Posts Tagged “user experience”

Ok, first of all, you should be displaying full text for your feeds; none of this crap where you only display a teaser. Teasers are a waste of time, and just wear me out. I have RSS feeds because I DON’T want to visit the site and wait for all your images to load. I want to be able to judge for myself whether your post is important without having to visit the real thing.

Anyway, here’s my point in this article: you should design your articles with RSS feeds in mind first. If you run a blog, that’s probably how a lot of your viewership reads what you write. What does this mean for your code? Well, it means you need gracefully degrading, semantic HTML.

Semantic HTML

You need descriptive HTML that splits your articles into sections logically. You don’t always have access to CSS styling (or at least, you can’t count on it), so you should be using your headers, paragraph elements, and lists as appropriate.
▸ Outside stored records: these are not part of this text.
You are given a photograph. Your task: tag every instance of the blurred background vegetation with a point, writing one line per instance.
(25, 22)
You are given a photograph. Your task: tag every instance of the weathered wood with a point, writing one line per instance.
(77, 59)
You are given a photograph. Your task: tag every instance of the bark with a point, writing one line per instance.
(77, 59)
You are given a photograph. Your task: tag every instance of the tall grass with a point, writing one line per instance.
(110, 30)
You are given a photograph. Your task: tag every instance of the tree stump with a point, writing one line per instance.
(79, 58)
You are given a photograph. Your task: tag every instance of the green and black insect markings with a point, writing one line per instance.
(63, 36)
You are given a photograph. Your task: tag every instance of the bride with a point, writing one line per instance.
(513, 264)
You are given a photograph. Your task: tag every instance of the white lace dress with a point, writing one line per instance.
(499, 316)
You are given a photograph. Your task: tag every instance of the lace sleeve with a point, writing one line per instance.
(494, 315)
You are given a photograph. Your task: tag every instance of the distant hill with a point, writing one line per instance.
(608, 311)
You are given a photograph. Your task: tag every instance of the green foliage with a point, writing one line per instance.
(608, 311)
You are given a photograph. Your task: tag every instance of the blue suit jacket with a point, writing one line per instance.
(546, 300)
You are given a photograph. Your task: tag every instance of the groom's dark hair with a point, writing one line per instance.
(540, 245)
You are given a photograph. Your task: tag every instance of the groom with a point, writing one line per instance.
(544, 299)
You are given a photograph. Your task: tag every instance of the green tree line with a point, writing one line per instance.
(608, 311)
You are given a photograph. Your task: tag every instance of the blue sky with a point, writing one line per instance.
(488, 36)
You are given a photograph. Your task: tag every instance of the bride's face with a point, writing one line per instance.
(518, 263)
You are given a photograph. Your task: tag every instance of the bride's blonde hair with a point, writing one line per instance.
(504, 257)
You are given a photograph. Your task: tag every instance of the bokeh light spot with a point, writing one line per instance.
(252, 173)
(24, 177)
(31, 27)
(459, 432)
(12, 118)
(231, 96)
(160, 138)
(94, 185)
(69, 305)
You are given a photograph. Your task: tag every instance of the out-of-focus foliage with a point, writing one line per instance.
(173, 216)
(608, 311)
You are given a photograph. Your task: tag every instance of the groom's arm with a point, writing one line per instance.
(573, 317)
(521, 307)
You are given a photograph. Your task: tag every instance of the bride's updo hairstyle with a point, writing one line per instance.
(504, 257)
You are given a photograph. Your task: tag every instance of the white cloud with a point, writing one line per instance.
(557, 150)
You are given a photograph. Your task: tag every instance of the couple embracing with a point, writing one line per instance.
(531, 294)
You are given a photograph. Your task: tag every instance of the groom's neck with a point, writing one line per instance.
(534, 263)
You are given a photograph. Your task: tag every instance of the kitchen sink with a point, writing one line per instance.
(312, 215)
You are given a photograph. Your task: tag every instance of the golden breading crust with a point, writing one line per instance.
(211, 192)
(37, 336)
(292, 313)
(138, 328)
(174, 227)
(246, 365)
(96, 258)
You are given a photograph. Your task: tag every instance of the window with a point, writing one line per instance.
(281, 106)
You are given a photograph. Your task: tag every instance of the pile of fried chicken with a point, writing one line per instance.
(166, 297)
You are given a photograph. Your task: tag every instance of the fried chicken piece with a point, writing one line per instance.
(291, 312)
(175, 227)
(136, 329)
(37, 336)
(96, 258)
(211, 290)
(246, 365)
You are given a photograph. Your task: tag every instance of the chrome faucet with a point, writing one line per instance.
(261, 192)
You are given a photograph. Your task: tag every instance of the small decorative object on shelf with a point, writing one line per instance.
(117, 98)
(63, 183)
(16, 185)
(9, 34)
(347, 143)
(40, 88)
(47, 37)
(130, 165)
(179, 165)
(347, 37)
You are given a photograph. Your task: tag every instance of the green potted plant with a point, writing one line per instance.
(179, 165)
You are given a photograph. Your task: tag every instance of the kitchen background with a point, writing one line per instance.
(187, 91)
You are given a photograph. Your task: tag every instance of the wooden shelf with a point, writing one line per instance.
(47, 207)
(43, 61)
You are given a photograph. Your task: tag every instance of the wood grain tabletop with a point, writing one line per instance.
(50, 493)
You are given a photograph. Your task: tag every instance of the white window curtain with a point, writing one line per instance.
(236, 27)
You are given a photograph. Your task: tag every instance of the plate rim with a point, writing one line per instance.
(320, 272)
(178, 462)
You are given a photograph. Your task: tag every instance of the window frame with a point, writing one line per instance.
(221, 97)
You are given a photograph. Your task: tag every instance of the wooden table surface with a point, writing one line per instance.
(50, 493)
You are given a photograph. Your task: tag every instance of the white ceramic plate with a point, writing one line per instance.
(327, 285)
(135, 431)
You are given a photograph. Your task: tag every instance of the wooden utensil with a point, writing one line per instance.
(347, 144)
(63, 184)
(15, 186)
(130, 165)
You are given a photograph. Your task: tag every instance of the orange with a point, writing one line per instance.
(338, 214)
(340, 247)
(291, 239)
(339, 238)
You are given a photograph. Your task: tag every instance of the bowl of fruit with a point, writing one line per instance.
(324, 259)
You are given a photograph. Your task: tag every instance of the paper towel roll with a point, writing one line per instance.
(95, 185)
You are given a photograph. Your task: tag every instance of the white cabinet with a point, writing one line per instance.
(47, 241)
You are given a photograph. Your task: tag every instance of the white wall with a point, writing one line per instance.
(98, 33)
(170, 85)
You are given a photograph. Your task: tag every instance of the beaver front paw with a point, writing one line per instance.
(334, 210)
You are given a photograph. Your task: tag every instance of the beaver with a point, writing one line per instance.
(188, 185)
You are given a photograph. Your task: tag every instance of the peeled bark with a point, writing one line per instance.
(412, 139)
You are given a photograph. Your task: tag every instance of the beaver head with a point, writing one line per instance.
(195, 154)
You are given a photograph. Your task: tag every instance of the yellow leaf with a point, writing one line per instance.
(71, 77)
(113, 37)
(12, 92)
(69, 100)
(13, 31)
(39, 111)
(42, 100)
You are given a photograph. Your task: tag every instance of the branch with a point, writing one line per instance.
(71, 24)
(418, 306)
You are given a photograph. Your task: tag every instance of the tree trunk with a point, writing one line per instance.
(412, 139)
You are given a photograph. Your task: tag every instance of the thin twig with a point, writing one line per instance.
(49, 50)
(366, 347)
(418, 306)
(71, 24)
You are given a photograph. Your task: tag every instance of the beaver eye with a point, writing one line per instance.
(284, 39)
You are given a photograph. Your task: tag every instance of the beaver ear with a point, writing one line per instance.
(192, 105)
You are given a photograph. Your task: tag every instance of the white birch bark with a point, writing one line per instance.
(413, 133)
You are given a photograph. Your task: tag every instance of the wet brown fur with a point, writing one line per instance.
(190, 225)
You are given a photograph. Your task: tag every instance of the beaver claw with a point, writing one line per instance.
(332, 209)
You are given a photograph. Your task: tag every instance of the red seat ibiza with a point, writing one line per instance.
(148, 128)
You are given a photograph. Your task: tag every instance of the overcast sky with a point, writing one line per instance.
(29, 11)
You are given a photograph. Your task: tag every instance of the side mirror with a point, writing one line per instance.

If your article is viewed without anything other than default styling, your readers will still be able to easily skim to where they want to read.

Graceful degradation

If a feed reader does support HTML (most nowadays do), you won’t be able to count on certain things, like external stylesheets, background images, or video and normal images working properly. If you post a video, make sure to also post a link directly to the video.

Basically, if something you’re writing won’t work without CSS, find a different way to do it. You can’t make your feed look just like your web page, and you shouldn’t try either. They’re essentially different media.